Tuesday, December 05, 2017

A greeting to Denmark




German troops march in Copenhagen during the Nazi occupation




[Image source: https://timedotcom.files.wordpress.com/2015/09/denmark.jpeg?quality=75&strip=color&w=1100]


Your house lies shuttered in dark tonight
and dampened the conversation sounds,
Oh Denmark! who lit the flame of art
   for a thousand years in our northern lands.
In the church that Absalon built in Lund
A song of memory should come after:
'Twas Danish culture that was our ground,
   and Tegnér his music found
   in honoured Oelenschläger.


Mörklagt ligger i kväll ditt hus
och dämpad är tonen i samtalsorden,
Danmark! Som tände bildningens ljus
   för tusen år sen i Norden.
I kyrkan som Absalon byggde i Lund
ett minnesaltare sången äger:
det var på den danska kulturens grund
   Tegnér i upplyst stund
   bekransade Oelenschläger.


Four-stringed was the northern lute that has burst:
but our hands seek now for that friendly grip.
Yet Christian still stands firm at the mast
   of Denmark's unbroken ship.
How could this proud people ever expire
once joined in Grundtvig's hymn of praise?
Unquenched by diktat of earthly power,
    God's soul-searchlight, the fire
    kindled by Kierkegaard's blaze!




Fyrsträngad var Nordens luta som brast:
nu söker vår hand de förlorade greppet.
Än står Kung Christian vid högan mast
     obruten på Danaskeppet.
Hur skulle det folk kunna tigas ihjäl,
som Grundtvig har sjungit med psalmsång samman?
Ej släcks på jordiska makters befäl
   Guds sökarljus i den själ
   där Kierkegaard tände flamman!


Joyous for parted friends to meet
In the springtime of books, or on summer morns;
sweet too, when snow sweeps winter-white
     its banner round fields and lawns.
Then glows at daybreak the sun so red
as if to inscribe a solemn promise:
From nights of unease and the soul's hard bed
    in the morning a flame will spread
    in Denmark's sacred colours!


Ljuvt är för vänner att komma hit
i bokarnas vår eller sommardagar,
ljuvt även då snön sveper vintervit
   sin fana kring fält och hagar.
Då flammar i gryningen solen så röd,
som var det ett löfte den frambesvärjer:
Ur nätter av oro och själanöd
   skall tändas en morgonglöd
   i Danmarks heliga färger!

[Extremely free translation... :)  The flag-conceit in the final stanza foreshadows Don Paterson's "Imperial". ]
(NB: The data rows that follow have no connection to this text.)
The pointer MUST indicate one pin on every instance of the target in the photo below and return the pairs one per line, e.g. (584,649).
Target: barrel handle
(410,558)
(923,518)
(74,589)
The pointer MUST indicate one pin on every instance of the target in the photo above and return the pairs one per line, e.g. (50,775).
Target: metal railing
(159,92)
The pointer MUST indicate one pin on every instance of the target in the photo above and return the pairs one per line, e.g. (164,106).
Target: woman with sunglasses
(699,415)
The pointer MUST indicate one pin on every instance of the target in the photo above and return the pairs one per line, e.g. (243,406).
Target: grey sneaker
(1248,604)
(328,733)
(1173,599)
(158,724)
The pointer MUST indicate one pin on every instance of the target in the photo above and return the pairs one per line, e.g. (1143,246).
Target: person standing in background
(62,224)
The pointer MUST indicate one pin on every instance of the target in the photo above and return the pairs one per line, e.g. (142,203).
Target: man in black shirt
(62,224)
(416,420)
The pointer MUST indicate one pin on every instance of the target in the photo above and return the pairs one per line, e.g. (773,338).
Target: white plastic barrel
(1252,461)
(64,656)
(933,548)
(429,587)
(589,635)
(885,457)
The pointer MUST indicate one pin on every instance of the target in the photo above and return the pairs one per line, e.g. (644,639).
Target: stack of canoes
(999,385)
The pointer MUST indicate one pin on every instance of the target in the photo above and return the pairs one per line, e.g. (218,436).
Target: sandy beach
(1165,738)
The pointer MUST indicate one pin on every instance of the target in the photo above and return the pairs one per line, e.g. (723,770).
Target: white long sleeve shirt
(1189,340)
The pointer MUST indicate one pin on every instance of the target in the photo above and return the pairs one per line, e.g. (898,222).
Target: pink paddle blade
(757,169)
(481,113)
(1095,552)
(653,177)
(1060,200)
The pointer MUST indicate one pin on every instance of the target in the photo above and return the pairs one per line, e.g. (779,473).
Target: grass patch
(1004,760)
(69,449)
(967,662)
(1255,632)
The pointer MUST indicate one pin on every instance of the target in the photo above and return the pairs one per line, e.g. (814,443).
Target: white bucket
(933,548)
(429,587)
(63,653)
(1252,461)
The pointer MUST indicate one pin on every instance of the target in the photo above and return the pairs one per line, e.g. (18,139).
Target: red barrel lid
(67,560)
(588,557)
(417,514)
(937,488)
Hjalmar Gullberg, a very popular Swedish lyric poet of the 20th century, came from Malmö in the extreme south of Sweden. This is his poem "Greeting to Denmark", published in 1942 when Denmark was under Nazi occupation  (in what's probably his best-known collection, Fem kornbröd och två fiskar = Five barley-loaves and two fishes). The poet is, we imagine, looking across the Öresund channel towards Copenhagen, some ten miles west of Malmö as the crow flies.


The poem emphasizes Denmark's role as a crucible of civilization in the Nordic world.


St 1




Absalon, a 12th century bishop, first of Roskilde in Denmark, then of Lund in Sweden. Presumably the "church" in question is Lund Cathedral, though its foundation predated Absalon's tenure. (Scania, now the southernmost part of Sweden, was part of Denmark until the mid-17th century.)




Esaias Tegnér (1782 - 1846), Swedish romantic poet whose epic Frithjof's Saga was once famous throughout Europe. The poem was somewhat influenced by the Helge of the Danish poet Adam Gottlob Oelenschläger (1779 - 1850).


St 2


N.F.S. Grundtvig (1783 - 1872), pastor and poet, important in the growth of Danish nationalism, also in Lutheran renewal, and in national politics (he began as a conservative but moved towards liberalism); a major composer of hymns and sacred songs. (He was also a pioneering Anglo-Saxonist and the first person to translate Beowulf into a modern language.)













Danish Jews fleeing to Ystad in Sweden in October 1943

[Image source: http://www.bbc.co.uk/news/magazine-24427637]




The Nazi occupation, from 1940, was at first a peaceful cooperation and Denmark retained a high degree of self-government. This cooperation allowed them to resist the imposition of Nazi directives (such as anti-semitic policies). King Christian and the prime minister remained in situ, and came to be revered as symbols of a continuing Danish national identity. A few Danes were enthusiastic supporters of the Third Reich and fought on the Eastern Front. The question of whether cooperation was the right strategy continues to be debated to this day. But most Danish Jews survived, whereas in rebellious Norway a large part of the Jewish population was liquidated. In summer 1943, perceiving that Germany was losing the war, Danish resistance strengthened and as a result the Nazis dismissed the government and declared direct rule and a state of emergency. Danish Jews were assisted by fishermen to escape across the Öresund channel to Sweden. The Danish resistance organized acts of sabotage, the Nazis sent some Danish police to concentration camps and carried out other revenge killings, but by now they were too weakened to fully gain control of Denmark, and could not prevent general strikes in 1944. In October 1944, Hitler himself approved the confiscation of all Danish bicycles. Liberation came on May 5th, 1945.